Mosquitto 2.0.15 and earlier (works)

Mosquitto 2.0.15 works correctly with both max_inflight_messages 1 and max_queued_messages 0.

Other details

I have tested this on Arch Linux using Mosquitto binaries built directly from the repository with default settings. (The same bug does, however, appear in Arch's packaged versions).

The commits identified in this report were found using git bisect rather than an exhaustive scan! It is possible (though hopefully unlikely) I've identified the wrong changes. Sorry I haven't had the time to dig any deeper!

In case it is relevant, the reason for my use of both max_inflight_messages 1 and max_queued_messages 0 is that my application requires guaranteed, in-order delivery of messages, even during bursts of messages. (Naturally, all clients are trusted and any bursts in messages are strictly bounded -- I'm aware of the caveats of using these options!).

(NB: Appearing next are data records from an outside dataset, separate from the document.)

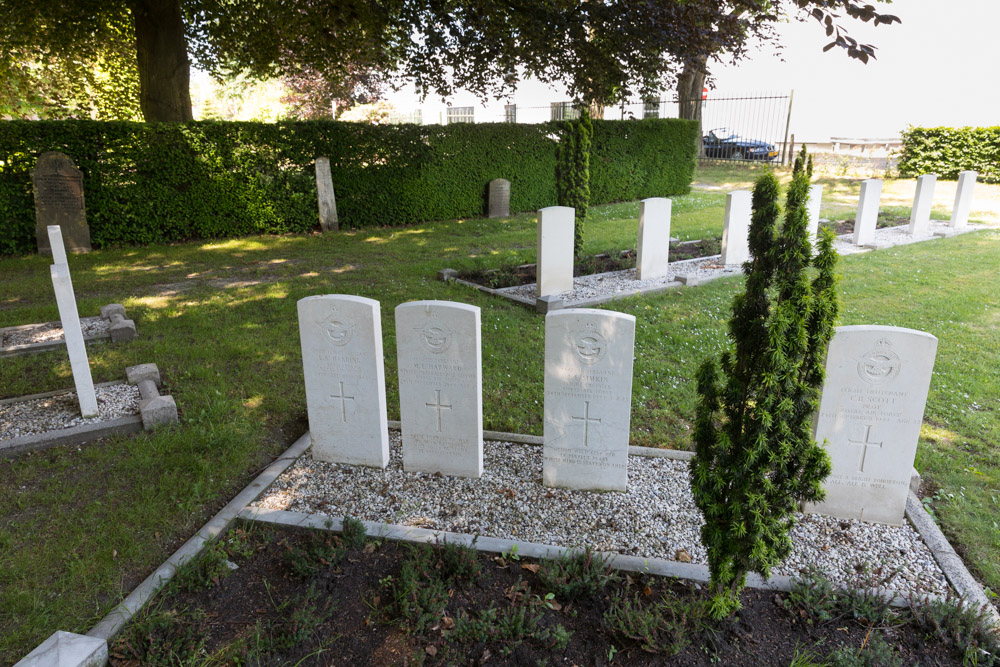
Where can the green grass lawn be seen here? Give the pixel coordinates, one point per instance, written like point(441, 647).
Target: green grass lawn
point(80, 527)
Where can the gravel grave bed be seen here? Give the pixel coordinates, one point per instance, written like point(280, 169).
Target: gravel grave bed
point(53, 413)
point(656, 518)
point(887, 237)
point(625, 283)
point(50, 331)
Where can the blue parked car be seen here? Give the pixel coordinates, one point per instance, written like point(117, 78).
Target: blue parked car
point(721, 143)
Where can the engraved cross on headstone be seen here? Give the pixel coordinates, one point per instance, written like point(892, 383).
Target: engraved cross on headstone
point(865, 444)
point(586, 419)
point(343, 402)
point(439, 406)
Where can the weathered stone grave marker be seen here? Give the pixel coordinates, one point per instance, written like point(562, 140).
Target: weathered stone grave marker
point(73, 334)
point(870, 414)
point(342, 361)
point(554, 271)
point(866, 219)
point(439, 354)
point(812, 210)
point(588, 398)
point(963, 200)
point(736, 231)
point(328, 221)
point(58, 188)
point(920, 215)
point(653, 247)
point(499, 201)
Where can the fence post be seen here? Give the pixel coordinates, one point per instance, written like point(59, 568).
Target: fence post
point(788, 122)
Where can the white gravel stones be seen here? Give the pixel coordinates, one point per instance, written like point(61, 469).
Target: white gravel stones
point(50, 331)
point(887, 237)
point(41, 415)
point(625, 282)
point(656, 518)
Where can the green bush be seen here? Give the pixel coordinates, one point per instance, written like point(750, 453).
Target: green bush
point(946, 151)
point(164, 182)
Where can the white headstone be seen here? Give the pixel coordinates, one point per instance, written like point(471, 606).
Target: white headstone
point(963, 199)
point(870, 414)
point(555, 250)
point(736, 231)
point(653, 248)
point(73, 333)
point(56, 245)
point(588, 398)
point(866, 218)
point(812, 210)
point(439, 354)
point(327, 200)
point(920, 215)
point(342, 361)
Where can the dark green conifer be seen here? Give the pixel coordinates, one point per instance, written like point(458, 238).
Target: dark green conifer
point(573, 171)
point(755, 458)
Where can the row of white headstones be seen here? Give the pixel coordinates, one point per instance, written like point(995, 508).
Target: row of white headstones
point(870, 415)
point(62, 284)
point(556, 228)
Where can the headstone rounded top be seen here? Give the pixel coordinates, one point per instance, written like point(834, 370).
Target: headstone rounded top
point(438, 303)
point(343, 297)
point(583, 312)
point(862, 328)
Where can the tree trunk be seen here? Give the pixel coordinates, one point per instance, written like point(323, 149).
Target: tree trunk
point(689, 86)
point(164, 69)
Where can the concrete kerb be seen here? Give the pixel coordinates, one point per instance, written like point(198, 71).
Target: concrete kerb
point(119, 330)
point(112, 624)
point(68, 436)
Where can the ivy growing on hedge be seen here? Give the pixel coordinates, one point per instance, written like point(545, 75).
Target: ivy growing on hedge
point(163, 182)
point(946, 151)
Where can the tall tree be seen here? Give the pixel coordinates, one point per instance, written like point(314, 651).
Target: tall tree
point(602, 49)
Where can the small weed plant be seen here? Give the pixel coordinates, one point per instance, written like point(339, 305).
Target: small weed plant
point(665, 626)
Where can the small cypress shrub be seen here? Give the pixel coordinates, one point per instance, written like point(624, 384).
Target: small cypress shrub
point(573, 171)
point(755, 456)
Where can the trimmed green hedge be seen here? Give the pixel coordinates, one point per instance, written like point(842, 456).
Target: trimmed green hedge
point(163, 182)
point(946, 151)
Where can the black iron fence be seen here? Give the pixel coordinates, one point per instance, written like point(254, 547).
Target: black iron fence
point(746, 128)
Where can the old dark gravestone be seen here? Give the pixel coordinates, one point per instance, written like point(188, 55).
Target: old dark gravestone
point(58, 187)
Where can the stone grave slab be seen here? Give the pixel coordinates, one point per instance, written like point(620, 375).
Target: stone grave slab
point(588, 398)
point(920, 214)
point(866, 218)
point(963, 200)
point(58, 190)
point(342, 361)
point(73, 334)
point(653, 247)
point(870, 414)
point(812, 210)
point(327, 199)
point(554, 271)
point(499, 199)
point(439, 353)
point(736, 231)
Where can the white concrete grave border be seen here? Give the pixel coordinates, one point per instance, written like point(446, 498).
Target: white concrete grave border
point(238, 508)
point(120, 329)
point(154, 410)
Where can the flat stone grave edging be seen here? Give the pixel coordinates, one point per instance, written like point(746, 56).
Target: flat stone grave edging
point(110, 325)
point(590, 290)
point(74, 435)
point(950, 567)
point(238, 508)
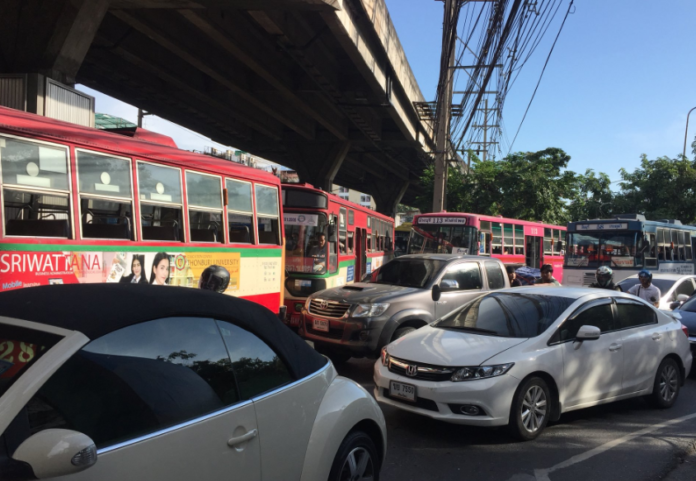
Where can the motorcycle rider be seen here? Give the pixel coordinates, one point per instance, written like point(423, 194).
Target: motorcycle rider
point(605, 279)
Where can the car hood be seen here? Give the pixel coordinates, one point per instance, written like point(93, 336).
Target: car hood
point(362, 293)
point(448, 347)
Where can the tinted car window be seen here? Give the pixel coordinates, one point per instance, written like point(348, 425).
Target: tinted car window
point(632, 314)
point(409, 272)
point(507, 314)
point(138, 380)
point(462, 277)
point(496, 280)
point(257, 367)
point(598, 316)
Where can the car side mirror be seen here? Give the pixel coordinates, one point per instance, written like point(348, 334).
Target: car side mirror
point(588, 333)
point(437, 293)
point(57, 452)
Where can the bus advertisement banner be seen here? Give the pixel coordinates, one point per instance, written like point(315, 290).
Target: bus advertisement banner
point(27, 269)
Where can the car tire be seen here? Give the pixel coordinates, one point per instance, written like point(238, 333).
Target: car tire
point(667, 384)
point(531, 409)
point(401, 332)
point(357, 459)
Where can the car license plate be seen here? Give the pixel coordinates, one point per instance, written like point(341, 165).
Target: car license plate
point(321, 325)
point(403, 391)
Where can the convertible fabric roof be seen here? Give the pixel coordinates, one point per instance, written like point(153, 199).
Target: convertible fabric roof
point(98, 309)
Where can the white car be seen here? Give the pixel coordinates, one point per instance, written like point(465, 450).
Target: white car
point(137, 382)
point(521, 357)
point(671, 286)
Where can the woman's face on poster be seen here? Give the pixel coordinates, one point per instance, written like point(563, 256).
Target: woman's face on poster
point(161, 271)
point(137, 268)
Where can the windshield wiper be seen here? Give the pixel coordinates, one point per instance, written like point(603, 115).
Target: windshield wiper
point(470, 329)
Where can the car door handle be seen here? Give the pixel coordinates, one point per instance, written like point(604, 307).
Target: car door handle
point(236, 441)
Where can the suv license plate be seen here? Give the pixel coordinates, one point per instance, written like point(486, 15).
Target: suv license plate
point(403, 391)
point(321, 325)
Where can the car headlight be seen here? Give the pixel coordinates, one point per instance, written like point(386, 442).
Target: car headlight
point(385, 356)
point(369, 310)
point(480, 372)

As ever, thank you so much to everyone for all the hard work in making and maintaining mosquitto!

ftapajos commented 2 months ago

Yep. The problem from 6113eac95a9df634fbc858be542c4a0456bfe7b9 is here:

if(context->out_packet_count >= db.config->max_queued_messages){
  rc = MQTT_RC_QUOTA_EXCEEDED;
}

I am not brave enough to patch it to:

if(context->out_packet_count >= db.config->max_queued_messages && db.config->max_queued_messages > 0 ){
  rc = MQTT_RC_QUOTA_EXCEEDED;
}

Since it may be harmful to prevent CVE-2023-28366 from happening again. Another option is to change documentation and make max_queued_messages=0 equals to max_queued_messages=1000, which is the default.

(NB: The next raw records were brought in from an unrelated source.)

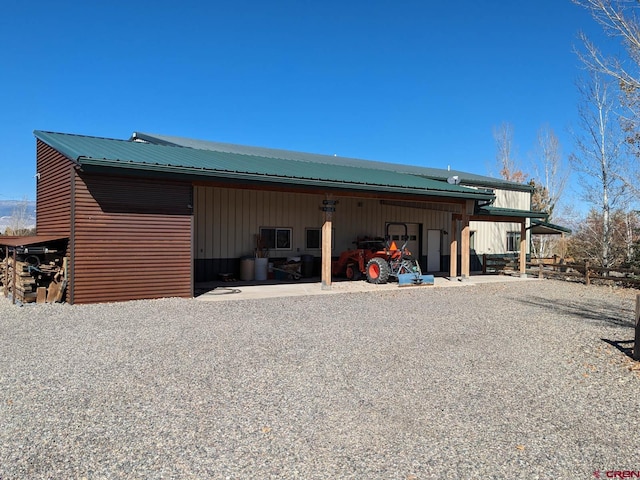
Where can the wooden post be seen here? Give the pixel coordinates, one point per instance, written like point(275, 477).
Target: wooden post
point(636, 344)
point(523, 249)
point(328, 208)
point(453, 248)
point(586, 273)
point(15, 273)
point(326, 253)
point(465, 247)
point(6, 271)
point(540, 265)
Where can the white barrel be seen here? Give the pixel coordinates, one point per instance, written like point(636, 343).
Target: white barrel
point(246, 269)
point(261, 267)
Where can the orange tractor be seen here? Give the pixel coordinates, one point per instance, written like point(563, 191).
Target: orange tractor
point(380, 260)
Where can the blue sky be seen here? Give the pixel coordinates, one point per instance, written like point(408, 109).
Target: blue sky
point(417, 82)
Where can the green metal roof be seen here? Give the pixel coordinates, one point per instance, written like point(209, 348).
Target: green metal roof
point(489, 211)
point(546, 228)
point(176, 160)
point(433, 173)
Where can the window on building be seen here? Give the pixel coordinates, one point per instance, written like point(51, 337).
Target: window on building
point(276, 238)
point(313, 238)
point(513, 241)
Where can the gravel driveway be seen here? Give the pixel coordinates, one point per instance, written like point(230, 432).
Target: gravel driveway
point(518, 380)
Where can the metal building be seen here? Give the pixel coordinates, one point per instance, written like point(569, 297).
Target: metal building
point(149, 216)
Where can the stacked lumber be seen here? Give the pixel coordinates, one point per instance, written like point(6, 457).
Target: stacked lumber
point(28, 281)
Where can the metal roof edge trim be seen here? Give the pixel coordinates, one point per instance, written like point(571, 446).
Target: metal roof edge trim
point(430, 173)
point(262, 178)
point(552, 226)
point(489, 211)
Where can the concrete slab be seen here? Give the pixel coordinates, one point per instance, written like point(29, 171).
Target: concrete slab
point(220, 291)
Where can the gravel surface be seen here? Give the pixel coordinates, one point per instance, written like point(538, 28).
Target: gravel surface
point(514, 380)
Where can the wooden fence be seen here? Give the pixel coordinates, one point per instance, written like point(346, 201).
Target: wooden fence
point(583, 272)
point(559, 269)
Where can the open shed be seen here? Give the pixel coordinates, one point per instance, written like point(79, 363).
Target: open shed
point(149, 216)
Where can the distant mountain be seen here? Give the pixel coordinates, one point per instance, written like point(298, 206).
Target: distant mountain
point(7, 209)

@ralight could shed some light on this matter

mossblaser commented 2 months ago

Not having the option to have unlimited queued messages does not enable reliable in-order delivery, though. (I realise this isn't achievable in many settings for other reasons but it is in some, in particular mine ;)).

Thanks very much for looking into this!